Eczema is a group of inflammatory skin conditions, often used for atopic dermatitis, that can cause dry, itchy, irritated, and recurring rashes.

Common use
Eczema often refers to atopic dermatitis, a long-lasting inflammatory skin condition.
Main symptom
Itching is a central eczema symptom and scratching can worsen the rash.
Related conditions
Atopic dermatitis can occur alongside allergies, asthma, or other atopic conditions.
Eczema can cause itchy, inflamed, and recurring patches of irritated skin.View image on original site

What eczema is

Eczema is an umbrella term for skin inflammation that can cause dryness, itching, redness or discoloration, scaling, cracking, oozing, or thickened skin. The most common form is atopic dermatitis, which often begins in childhood but can affect people at any age.

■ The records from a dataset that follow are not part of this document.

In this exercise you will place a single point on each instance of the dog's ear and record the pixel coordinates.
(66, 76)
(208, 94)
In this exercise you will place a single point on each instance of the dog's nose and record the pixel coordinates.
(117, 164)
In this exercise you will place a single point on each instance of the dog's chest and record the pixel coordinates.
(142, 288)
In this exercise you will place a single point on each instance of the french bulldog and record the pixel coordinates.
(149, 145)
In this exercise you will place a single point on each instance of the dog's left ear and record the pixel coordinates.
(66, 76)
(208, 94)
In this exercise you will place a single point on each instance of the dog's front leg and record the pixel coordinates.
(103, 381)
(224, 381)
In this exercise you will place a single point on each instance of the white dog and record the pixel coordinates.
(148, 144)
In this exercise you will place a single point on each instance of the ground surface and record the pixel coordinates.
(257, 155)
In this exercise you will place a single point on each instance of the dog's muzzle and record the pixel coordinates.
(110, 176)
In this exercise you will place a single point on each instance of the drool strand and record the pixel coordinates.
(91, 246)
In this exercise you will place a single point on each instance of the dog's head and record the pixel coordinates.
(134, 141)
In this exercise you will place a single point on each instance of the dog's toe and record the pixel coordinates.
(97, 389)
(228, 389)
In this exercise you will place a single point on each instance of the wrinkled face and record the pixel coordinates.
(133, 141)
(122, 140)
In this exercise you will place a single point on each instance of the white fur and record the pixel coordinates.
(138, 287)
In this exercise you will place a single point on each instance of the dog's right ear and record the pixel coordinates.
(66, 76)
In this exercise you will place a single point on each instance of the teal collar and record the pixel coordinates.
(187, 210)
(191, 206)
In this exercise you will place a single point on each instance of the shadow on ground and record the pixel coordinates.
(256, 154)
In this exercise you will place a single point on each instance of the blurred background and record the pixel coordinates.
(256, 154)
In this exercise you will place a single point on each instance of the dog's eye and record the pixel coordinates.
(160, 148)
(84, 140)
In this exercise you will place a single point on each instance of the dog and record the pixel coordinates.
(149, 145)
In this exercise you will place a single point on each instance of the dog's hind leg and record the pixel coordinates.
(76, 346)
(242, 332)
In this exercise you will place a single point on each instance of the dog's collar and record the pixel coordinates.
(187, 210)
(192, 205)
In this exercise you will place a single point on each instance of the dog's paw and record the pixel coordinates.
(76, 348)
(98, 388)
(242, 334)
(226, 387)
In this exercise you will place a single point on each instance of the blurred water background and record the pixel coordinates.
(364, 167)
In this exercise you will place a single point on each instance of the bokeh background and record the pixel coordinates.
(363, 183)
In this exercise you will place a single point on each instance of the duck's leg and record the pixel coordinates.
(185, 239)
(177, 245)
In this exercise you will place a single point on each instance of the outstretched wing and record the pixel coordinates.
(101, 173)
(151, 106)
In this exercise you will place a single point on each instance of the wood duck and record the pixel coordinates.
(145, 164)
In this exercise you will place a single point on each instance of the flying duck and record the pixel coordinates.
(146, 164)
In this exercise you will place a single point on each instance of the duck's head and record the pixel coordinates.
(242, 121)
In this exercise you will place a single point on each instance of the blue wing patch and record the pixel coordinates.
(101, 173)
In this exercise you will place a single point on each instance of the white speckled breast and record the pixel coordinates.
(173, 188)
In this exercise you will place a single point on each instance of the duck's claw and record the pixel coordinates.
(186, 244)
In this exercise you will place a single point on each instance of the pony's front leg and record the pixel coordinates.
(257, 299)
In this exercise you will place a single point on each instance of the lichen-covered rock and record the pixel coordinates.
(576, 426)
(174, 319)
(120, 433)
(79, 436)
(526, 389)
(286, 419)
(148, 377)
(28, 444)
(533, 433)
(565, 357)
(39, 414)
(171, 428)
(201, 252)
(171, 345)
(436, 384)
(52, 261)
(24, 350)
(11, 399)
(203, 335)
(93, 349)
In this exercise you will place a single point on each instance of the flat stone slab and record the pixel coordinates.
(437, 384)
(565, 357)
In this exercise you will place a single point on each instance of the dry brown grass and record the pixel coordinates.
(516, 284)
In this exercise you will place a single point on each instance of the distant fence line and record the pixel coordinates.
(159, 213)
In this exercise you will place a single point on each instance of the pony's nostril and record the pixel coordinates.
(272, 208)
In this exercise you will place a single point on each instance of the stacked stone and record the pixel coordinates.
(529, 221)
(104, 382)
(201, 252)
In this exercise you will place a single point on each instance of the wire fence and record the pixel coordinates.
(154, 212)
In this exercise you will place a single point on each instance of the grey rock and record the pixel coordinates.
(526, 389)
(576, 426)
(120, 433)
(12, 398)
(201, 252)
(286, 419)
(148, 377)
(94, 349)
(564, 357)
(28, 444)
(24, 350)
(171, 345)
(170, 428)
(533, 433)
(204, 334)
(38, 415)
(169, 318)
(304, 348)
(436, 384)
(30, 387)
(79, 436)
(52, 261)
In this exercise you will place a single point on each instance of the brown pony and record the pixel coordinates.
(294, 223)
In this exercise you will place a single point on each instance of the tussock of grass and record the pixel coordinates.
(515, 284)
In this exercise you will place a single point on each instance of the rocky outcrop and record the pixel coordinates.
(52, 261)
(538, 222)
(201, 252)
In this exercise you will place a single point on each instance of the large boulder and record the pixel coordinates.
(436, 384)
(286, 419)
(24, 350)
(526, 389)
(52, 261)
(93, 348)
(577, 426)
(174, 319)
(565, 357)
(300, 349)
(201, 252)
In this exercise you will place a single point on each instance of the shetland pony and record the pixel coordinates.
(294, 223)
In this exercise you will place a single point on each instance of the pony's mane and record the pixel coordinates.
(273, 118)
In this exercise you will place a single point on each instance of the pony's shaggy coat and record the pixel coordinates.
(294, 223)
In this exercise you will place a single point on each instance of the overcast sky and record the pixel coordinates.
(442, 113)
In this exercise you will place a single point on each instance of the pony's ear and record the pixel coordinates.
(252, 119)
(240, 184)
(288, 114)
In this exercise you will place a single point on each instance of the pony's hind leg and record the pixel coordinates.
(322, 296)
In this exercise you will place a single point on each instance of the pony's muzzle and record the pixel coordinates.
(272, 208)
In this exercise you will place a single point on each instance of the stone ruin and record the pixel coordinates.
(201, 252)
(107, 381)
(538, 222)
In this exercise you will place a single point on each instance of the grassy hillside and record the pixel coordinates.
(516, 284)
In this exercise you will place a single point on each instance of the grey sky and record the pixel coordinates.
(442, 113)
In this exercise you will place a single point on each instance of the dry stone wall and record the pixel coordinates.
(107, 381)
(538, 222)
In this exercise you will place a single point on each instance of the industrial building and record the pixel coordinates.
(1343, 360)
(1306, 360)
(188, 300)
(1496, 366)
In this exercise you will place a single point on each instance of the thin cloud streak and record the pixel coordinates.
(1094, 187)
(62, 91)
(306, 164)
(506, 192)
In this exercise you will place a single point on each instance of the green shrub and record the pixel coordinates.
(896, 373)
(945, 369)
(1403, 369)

Skin barrier and inflammation

Atopic dermatitis involves both the skin barrier and the immune system. When the protective outer layer of skin loses moisture or becomes easier for irritants to enter, inflammation can follow. The result is skin that is more reactive, itchy, and prone to flares after triggers or scratching.

Symptoms and patterns

Symptoms vary by age, skin tone, body area, and severity. Infants may have patches on the face, scalp, arms, or legs. Children and adults often have itchy patches in elbow bends, behind knees, on hands, neck, eyelids, or other areas. On darker skin, eczema may look brown, purple, gray, or ashen rather than bright red.

Flares and triggers

A flare is a period when symptoms worsen. Common triggers include dry air, heat, sweating, harsh soaps, fragrances, rough fabrics, stress, skin infections, allergens, dust mites, pet dander, pollen, and irritants at work or home. Not every person has the same triggers, and some flares have no obvious cause.

Allergies and asthma

Eczema is part of the broader atopic pattern that can include allergies and asthma. Having eczema does not guarantee a person will have asthma or food allergy, but the conditions can overlap. Food allergy testing or diet changes should be guided by a clinician, because unnecessary restriction can create other problems.

Diagnosis

Clinicians usually diagnose eczema from symptoms, appearance, location, timing, family history, and physical examination. Tests may be used when the diagnosis is uncertain, symptoms are severe, infection is suspected, or another condition could explain the rash. Eczema can resemble contact dermatitis, psoriasis, scabies, fungal infection, or other skin diseases.

Managing symptoms

Management often combines daily skin care, trigger reduction, moisturizers, and medicines when needed. Thick creams or ointments can help protect the skin barrier. Prescription treatments may be used for inflammation, itch, infection, or more severe disease. The best plan depends on age, body area, severity, and medical history.

Why it matters

Eczema matters because itch and visible skin changes can affect sleep, concentration, mood, work, school, infection risk, and quality of life. Understanding the skin barrier, flares, and trigger patterns helps explain why eczema care often requires both everyday prevention and flare-specific treatment.